Der Hort wurde beim Kartoffelpflanzen entdeckt, nach den Erinnerungen von T. L. Cooke etwa 1824. Der Fundort war ein Feld zwischen der Weide und dem Moor, lag also nicht direkt im Moor.[1] Der Hort wurde von William Parsons und Thomas L. Cooke aus Parsonstown geborgen. Der an Antiquarien interessierte Cooke publizierte darüber einen Artikel im Dublin Penny Journal.[2] 1848 hielt der Geistliche Dr. Robinson in der Royal Irish Academy einen Vortrag über die Funde.
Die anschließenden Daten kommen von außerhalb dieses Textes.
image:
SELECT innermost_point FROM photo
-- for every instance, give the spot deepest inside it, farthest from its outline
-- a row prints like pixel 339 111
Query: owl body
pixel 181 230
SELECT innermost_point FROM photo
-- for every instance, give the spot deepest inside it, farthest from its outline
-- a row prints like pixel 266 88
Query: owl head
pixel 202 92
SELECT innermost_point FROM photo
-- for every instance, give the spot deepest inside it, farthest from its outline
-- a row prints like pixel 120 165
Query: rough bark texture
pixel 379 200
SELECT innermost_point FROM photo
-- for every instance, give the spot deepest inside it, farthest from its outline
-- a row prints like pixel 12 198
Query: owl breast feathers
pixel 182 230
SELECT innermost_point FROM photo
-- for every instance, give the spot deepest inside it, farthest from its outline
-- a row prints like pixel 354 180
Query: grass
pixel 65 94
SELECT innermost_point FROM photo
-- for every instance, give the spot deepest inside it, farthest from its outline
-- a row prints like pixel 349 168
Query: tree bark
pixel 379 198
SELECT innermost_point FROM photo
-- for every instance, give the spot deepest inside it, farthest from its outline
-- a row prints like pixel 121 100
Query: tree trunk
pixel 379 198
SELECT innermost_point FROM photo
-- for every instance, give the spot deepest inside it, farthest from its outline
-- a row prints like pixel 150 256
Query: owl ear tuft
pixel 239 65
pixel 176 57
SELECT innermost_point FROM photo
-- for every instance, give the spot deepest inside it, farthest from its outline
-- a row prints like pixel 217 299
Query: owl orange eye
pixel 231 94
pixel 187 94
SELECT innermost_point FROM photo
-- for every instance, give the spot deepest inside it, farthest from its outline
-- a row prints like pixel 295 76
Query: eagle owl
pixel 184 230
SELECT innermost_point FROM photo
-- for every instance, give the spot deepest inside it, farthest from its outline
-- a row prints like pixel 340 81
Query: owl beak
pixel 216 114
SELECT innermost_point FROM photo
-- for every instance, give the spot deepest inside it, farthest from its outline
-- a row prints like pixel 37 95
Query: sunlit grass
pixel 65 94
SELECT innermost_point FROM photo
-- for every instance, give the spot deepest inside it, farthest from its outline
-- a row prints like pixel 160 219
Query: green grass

Cooke sandte daraufhin ein Referat über die Auffindung des Horts ein, um „wenige unwesentliche Fehler und Nachlässigkeiten“ zu berichtigen.[3]

Zusammensetzung

Datei:Ancient Irish Bells, or Crotals (IA jstor-30003422).pdf Es handelte sich ursprünglich um mehr als 200 Stücke, Cooke spricht von „mindestens einer Pferdeladung“ von Bronzeobjekten.[4] Der Graf von Rosse behielt einen Teil der Funde,[5] Cooke andere, verschenkte aber auch Stücke an Sammler.[6]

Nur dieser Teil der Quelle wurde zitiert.